La dynastie Couperin est parcourue par une quinzaine de musiciens pour la plupart organistes ou clavecinistes. De notoriété inégale, tous ont occupé diverses fonctions musicales entre 1602 et 1778. (les plus modestes joliment nommés : « joueurs d’instruments ») La production considérable de François dit « Le Grand » dernier des Couperin, fait écran à celle plus réduite de son oncle tombé dans l’oubli jusque dans les années 1936.
Que retient ‘on de l’existence de Louis Couperin ? Une vie brève (35 ans) et un fait d’arme : celui d’avoir décliné l’offre d’un poste de musicien auprès de la cour royale. Rien de plus.
Un mystère.
Tout vient à point à qui sait entendre.
Hormis un bastion de résistance à cette pratique, la transposition clavecin/piano moderne est depuis bien des décennies communément admise. Cette « conversion » a d’ailleurs permis la découverte ou une plus ample diffusion d’œuvres de compositeurs du 18 éme siècle jadis servis par le seul clavecin, instrument peu propice à une révélation « grand public. » On se souvient de ces couples « modernes » à jamais unis : Clémenti/Horowitz, Bach/Gould, Rameau/Tharaud, Handel/Koriolov…On doit à Pierre Chalmeau l’heureuse apparition d’un Louis Couperin apparaissant « ex nihilo », hors de tout phénomène de mode.
De la prise de bec d’un clavecin au marteau feutré d'un piano
On se doute bien que la conversion d’une œuvre passant de la corde pincée à celle frappée (ici un Yamaha CFX de subtile facture) ne se réduit pas au seul déchiffrage de la partition originelle en direction de notre clavier contemporain.
C’est le résultat d’une longue maturation, d’un habile agencement des tonalités, d’un traitement particulier du contrepoint et d’une rhétorique musicale que la science de Pierre Chalmeau maitrise à chaque mesure.
Mais, à dire vrai, qu’on ne s’y méprenne pas. Malgré l’apport stylistique du piano, de sa dynamique, de ses capacités rythmiques, celles-ci ne convertiront pas les amateurs de boogie woogie à l’art baroque. Ces trois cycles de 25 brèves pièces demeureront des pages pour mélomanes instruits.
Malgré quelques allègres courantes, branles, gigues, voltes, qui rappellent ce que ces pièces doivent à la danse, la plupart sonnent graves, austères, mais non dépourvues d’une forme de sérénité et de confidence méditative bien émouvantes ( Tombeau de Monsieur de Blancrocher, Chaconne en ré mineur et en si mineur, Sarabande en ré mineur et en la mineur, Pavane, Prélude en la mineur..)

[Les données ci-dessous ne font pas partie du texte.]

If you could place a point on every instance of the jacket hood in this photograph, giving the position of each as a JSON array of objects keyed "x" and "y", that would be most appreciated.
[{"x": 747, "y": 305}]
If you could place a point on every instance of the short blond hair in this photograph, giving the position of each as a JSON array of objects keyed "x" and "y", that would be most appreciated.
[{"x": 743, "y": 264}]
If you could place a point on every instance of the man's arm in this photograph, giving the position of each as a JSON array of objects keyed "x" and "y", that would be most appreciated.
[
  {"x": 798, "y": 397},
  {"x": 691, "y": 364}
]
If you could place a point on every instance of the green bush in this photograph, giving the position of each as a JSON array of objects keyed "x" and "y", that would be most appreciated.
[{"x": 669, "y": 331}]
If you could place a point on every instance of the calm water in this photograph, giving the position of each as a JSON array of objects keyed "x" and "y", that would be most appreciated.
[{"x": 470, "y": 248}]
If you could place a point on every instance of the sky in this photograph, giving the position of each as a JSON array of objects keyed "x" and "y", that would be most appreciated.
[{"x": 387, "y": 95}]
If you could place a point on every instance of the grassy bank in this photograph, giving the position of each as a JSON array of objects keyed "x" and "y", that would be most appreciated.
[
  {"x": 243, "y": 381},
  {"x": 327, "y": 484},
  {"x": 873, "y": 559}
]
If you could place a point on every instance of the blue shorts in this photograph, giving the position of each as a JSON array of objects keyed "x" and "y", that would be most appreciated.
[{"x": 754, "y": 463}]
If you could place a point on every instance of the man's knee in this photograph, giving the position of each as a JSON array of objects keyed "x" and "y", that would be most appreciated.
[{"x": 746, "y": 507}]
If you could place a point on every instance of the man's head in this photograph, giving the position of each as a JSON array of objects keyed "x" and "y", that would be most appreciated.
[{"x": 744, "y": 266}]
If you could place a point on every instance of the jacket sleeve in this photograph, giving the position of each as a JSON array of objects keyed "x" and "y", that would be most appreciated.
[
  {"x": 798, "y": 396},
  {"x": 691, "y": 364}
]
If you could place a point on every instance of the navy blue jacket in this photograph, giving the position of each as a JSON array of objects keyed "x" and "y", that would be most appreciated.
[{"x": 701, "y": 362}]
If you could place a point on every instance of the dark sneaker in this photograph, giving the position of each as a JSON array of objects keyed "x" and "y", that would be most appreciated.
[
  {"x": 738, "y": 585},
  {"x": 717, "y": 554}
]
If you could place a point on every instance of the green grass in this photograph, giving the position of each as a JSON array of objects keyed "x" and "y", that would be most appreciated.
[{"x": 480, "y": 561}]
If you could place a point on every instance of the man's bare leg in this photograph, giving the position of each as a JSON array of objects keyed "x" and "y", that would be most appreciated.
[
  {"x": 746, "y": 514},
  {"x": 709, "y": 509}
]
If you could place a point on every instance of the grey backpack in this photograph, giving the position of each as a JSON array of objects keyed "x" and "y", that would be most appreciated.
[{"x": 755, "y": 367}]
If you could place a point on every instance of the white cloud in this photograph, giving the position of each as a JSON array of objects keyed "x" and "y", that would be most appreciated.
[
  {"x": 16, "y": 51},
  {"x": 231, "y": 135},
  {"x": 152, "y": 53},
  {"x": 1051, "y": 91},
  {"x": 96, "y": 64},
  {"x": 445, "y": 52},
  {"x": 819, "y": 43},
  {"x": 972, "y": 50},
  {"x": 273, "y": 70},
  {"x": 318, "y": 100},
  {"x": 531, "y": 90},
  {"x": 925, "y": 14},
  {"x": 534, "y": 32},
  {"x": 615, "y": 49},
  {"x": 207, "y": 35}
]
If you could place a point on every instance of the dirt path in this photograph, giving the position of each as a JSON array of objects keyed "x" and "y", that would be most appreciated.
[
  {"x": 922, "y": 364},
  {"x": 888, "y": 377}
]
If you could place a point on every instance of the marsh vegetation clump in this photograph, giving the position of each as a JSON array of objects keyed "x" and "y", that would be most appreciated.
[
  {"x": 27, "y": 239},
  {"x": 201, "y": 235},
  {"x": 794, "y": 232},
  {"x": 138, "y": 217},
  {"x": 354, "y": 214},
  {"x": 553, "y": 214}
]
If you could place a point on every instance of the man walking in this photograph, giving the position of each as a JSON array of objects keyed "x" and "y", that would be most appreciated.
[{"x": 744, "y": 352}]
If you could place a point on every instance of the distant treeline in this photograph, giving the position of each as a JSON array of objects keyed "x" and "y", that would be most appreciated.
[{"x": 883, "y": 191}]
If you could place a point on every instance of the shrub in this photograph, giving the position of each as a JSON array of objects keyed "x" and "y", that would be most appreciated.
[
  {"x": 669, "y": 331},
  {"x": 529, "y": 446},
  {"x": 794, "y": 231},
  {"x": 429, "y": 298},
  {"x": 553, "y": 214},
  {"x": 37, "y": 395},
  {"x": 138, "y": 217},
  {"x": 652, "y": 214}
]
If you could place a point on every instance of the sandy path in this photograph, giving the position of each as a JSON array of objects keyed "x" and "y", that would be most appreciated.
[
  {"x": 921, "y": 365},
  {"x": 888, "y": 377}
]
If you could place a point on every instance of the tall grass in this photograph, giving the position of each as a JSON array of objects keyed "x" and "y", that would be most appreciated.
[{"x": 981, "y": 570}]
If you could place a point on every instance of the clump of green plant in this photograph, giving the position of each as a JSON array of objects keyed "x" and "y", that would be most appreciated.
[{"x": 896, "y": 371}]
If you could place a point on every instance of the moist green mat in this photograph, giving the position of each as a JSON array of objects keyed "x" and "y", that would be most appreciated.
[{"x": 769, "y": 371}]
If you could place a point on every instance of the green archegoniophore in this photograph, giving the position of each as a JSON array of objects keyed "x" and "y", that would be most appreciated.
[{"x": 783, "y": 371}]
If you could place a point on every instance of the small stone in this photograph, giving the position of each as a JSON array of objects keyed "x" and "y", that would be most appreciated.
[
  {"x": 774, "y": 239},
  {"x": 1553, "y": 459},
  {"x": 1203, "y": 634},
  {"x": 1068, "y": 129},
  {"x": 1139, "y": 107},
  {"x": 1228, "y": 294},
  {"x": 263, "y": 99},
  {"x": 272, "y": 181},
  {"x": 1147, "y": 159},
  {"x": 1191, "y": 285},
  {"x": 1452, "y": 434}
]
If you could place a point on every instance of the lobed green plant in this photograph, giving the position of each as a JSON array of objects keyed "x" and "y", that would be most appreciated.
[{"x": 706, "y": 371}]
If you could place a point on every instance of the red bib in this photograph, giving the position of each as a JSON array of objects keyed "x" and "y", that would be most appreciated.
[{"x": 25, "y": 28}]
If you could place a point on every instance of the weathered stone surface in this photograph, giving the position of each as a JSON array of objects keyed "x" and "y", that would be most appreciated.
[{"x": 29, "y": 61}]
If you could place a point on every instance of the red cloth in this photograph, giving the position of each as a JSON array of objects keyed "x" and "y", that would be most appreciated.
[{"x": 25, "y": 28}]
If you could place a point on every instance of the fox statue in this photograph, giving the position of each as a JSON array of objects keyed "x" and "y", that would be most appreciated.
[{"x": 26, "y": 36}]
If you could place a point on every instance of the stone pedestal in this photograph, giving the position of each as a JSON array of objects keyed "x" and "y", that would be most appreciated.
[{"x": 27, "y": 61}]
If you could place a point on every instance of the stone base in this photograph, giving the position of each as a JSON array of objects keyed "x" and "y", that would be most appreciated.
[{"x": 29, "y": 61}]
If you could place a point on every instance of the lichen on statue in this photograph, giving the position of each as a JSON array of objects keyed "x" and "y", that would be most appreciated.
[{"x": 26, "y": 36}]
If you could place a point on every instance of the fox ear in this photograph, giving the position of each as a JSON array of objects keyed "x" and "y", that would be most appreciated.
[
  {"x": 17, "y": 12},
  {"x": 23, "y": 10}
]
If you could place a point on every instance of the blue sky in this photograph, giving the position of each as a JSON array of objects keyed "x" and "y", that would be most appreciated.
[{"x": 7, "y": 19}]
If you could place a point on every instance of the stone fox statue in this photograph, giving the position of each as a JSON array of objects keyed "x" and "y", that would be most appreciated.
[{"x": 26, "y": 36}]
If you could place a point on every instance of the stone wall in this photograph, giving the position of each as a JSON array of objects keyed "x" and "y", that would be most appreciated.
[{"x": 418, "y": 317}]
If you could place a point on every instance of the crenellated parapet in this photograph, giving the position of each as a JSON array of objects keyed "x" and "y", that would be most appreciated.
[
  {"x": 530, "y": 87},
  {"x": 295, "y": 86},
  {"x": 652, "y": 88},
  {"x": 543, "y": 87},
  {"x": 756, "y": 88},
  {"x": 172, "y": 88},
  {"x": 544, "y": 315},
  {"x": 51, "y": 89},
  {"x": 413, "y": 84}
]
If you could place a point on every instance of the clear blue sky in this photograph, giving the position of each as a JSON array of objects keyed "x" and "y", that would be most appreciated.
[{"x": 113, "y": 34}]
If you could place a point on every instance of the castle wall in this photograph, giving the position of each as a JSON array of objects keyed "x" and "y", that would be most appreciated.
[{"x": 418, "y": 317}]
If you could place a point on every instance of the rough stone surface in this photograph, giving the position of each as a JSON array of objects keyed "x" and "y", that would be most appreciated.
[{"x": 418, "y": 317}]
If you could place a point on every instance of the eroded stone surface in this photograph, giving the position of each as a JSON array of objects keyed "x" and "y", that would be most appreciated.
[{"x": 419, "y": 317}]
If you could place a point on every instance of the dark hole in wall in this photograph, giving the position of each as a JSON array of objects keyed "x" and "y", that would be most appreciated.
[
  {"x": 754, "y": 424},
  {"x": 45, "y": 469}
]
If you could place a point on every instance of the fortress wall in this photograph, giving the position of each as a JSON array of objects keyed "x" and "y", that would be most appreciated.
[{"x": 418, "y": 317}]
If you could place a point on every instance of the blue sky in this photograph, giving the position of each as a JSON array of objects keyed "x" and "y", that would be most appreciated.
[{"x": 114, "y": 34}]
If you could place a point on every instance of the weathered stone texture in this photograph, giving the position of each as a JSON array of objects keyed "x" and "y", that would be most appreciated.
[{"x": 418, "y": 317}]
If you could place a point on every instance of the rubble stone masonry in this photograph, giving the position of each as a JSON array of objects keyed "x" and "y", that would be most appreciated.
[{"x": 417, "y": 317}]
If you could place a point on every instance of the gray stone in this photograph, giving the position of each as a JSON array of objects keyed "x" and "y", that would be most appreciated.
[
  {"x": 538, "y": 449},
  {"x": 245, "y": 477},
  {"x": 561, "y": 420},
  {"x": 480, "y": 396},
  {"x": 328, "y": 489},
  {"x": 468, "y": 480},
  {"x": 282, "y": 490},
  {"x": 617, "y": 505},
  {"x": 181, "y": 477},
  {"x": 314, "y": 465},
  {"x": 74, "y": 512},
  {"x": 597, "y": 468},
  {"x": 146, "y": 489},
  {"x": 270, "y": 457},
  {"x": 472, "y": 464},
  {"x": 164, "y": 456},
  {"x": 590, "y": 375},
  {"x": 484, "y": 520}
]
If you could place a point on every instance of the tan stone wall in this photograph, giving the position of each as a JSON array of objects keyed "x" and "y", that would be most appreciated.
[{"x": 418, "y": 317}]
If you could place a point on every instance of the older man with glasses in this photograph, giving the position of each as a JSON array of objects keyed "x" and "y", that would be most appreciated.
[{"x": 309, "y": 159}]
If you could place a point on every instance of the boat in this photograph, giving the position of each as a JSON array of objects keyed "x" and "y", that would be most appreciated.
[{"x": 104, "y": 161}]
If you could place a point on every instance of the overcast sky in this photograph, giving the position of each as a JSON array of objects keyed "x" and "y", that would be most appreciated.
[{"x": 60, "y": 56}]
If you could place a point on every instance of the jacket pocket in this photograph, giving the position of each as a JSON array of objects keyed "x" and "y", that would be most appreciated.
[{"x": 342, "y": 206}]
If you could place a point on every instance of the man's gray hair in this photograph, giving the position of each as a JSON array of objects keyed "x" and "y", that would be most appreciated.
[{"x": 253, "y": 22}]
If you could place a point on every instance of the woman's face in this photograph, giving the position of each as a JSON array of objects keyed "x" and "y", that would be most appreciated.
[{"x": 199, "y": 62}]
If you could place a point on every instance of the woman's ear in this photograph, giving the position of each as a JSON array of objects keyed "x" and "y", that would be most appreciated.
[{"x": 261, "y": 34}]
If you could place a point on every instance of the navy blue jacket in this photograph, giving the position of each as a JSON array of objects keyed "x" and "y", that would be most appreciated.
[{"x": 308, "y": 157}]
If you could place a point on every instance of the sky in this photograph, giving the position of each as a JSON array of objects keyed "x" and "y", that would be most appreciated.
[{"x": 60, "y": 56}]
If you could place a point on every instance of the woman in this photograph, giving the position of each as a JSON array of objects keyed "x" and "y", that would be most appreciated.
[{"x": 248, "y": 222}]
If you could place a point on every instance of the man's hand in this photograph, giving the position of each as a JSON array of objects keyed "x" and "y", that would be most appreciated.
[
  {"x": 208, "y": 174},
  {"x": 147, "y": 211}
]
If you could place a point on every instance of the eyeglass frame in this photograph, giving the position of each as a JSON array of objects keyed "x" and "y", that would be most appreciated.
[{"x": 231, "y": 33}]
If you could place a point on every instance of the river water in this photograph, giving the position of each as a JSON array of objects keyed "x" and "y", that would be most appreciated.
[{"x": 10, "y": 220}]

Le jeu de Pierre Chalmeau insuffle à ces pages une énergie empreinte d’une grande noblesse, d’une élégance rayonnante, d’un indéniable sens poétique dénué de toute affectation ou emphase. Sa maîtrise de ces courts récits confèrent à ceux-ci une diversité de ton, une expressivité remarquable, tout un art du rebond, de la souplesse, de la relance. Ainsi, l’ennui ne menace pas l’auditeur car timbres, couleurs, phrasés parfois syncopés ou imprévisibles, maintiennent toute son écoute en éveil.
Pierre Chalmeau, qui évidemment sait son Gould par cœur, ( son rejet de tout rubato, sa pédale forte économisée, ses tempi déconcertants…) se montre plus réservé quant à l’usage d’un staccato aussi radical que celui du génial canadien.
Le CD gravé par Pierre Chalmeau va au-delà d’un événement discographique. C’est une importante contribution au savoir musical Le plaisir en plus…
Gérard Abrial
www.easyclassic.fr
concerts@mailomanes.fr
PS : Notons que les imprudents amateurs de copier-coller sur Wikipedia en seront pour leur frais, l’encyclopédie numérique attribuant à Louis Couperin ( au paradis depuis 7 bonnes années) l’honneur d’avoir porté son neveu sur les fonds baptismaux.